Metro dreams are peddled like candy or ‘appams’, while long-promised rail lines, Sabarimala included, remain permanent mirages. The Centre’s indifference is old news, yet promises glide along as if tracks appear by wishful thinking. And the LDF, still nursing the SilverLine backlash, repackages the idea, only proving that in politics, rejection isn’t a lesson, just a rebrand waiting to happen.

The LDF even redrafted its own “green” buffer zone - trimmed not for ecology, but for electoral comfort. After all, votes age better than forests. Paired with the late-night leak of a ministerial call hinting the 2018 floods owed as much to design as to rain, the picture sharpens - echoing Madhav Gadgil’s blunt verdict: this was no natural tragedy.
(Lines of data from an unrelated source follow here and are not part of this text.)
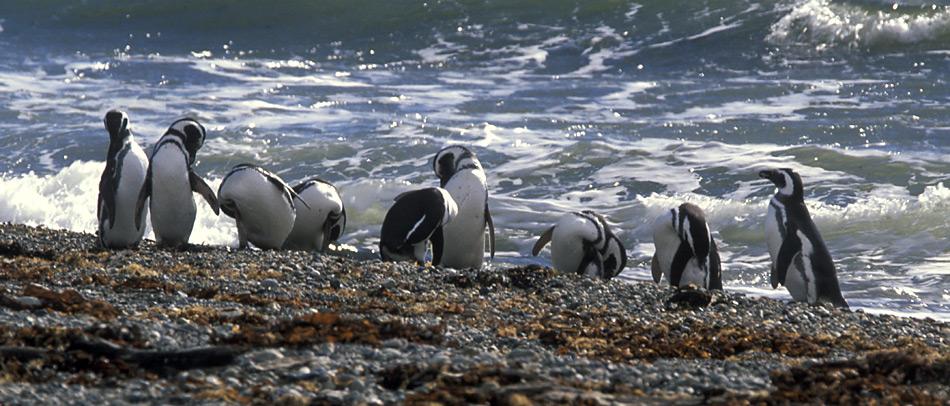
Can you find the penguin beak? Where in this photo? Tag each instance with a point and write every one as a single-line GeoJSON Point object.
{"type": "Point", "coordinates": [769, 174]}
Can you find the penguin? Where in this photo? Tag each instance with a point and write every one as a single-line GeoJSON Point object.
{"type": "Point", "coordinates": [121, 181]}
{"type": "Point", "coordinates": [582, 243]}
{"type": "Point", "coordinates": [320, 224]}
{"type": "Point", "coordinates": [415, 218]}
{"type": "Point", "coordinates": [460, 173]}
{"type": "Point", "coordinates": [686, 253]}
{"type": "Point", "coordinates": [800, 259]}
{"type": "Point", "coordinates": [170, 181]}
{"type": "Point", "coordinates": [261, 204]}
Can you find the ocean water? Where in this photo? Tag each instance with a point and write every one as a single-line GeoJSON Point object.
{"type": "Point", "coordinates": [624, 107]}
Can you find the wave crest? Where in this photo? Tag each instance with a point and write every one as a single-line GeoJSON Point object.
{"type": "Point", "coordinates": [821, 23]}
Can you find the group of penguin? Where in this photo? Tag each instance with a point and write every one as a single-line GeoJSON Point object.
{"type": "Point", "coordinates": [451, 218]}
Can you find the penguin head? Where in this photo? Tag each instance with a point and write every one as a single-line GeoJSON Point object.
{"type": "Point", "coordinates": [788, 182]}
{"type": "Point", "coordinates": [192, 134]}
{"type": "Point", "coordinates": [117, 124]}
{"type": "Point", "coordinates": [452, 159]}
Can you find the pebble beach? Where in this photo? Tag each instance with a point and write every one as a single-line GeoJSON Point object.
{"type": "Point", "coordinates": [212, 325]}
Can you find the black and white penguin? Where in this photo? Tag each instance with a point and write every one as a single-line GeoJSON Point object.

Then comes the victory lap - promises ‘fulfilled’, yet the much-touted “room for river” floats in vagueness, and those globe-trotting investor hunts yielded little beyond frequent flyer miles. A decade on, the only thing that truly arrived was the slogan of development, everything else seems to have missed the train.

Kerala Chief Minister Pinarayi Vijayan
Kerala Chief Minister Pinarayi Vijayan

When it comes to venom and vanity, Pinarayi Vijayan stands in a league of his own, his so-called “rustic style” has less earthy charm and more crude contempt. Former comrades are casually trashed, questioning voices dismissed with a sneer and told to pose any question at home, and public discourse dragged into the gutter with choice words flung even at fellow Chief Ministers and leaving it to all fill the ‘dash’ with words of choice. If this is candour, it’s the kind that corrodes everything it touches.

And finally, the BJP-led NDA only lends weight to the whispered “deal”. Even in its supposed strongholds, it stumbles, elevating fringe, apolitical outfits beyond their worth and diluting its own prospects in the bargain. Its development pitch mirrors the LDF’s so closely, more like an echo with time in power doing the heavy lifting, not results.

So here stands the voter, staring at a pile of promises flung from every direction, mostly hollow, repetitive, weightless. The moment to separate grain from chaff has arrived. But the problem? There’s very little grain left and the decision is crucial to save the State.